Conclusion: In the present case, in the context of that overall assessment, the fact that the taxable person who claims to be entitled to the right of deduction and who issued the invoice, knowingly mentioned a fictitious supplier on that invoice is relevant information which may indicate that that taxable person was aware that it was participating in a supply of goods connected with VAT fraud. It is, however, for the referring court to assess, taking into account all the evidence and factual circumstances of the case, whether that is indeed so in the context of the case in the main proceedings.
Conditions:
- The transactions concerned result in the accrual of a tax advantage the grant of which would be contrary to the purpose of those provisions and
- it is apparent from a number of objective factors that the essential aim of the transactions concerned is solely to obtain that tax advantage (see WebMindLicenses, C‑419/14, EU, paragraph 36, Kuršu zeme, C‑273/18, paragraph 35 and KrakVet Marek Batko, C‑276/18, paragraph 85).

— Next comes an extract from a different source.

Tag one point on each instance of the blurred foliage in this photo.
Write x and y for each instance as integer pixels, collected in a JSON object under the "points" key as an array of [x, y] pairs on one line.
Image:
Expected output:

Consequently, such a practice does not cover the mention of a fictitious supplier on an invoice relating to the goods or services on the basis of which the right to deduct VAT is exercised, since the naming of the supplier, on the invoice relating to the goods or services on the basis of which the right to deduct VAT is exercised, is a formal condition of that right and does not therefore result in the material conditions laid down by the provisions relating to the right of deduction being met.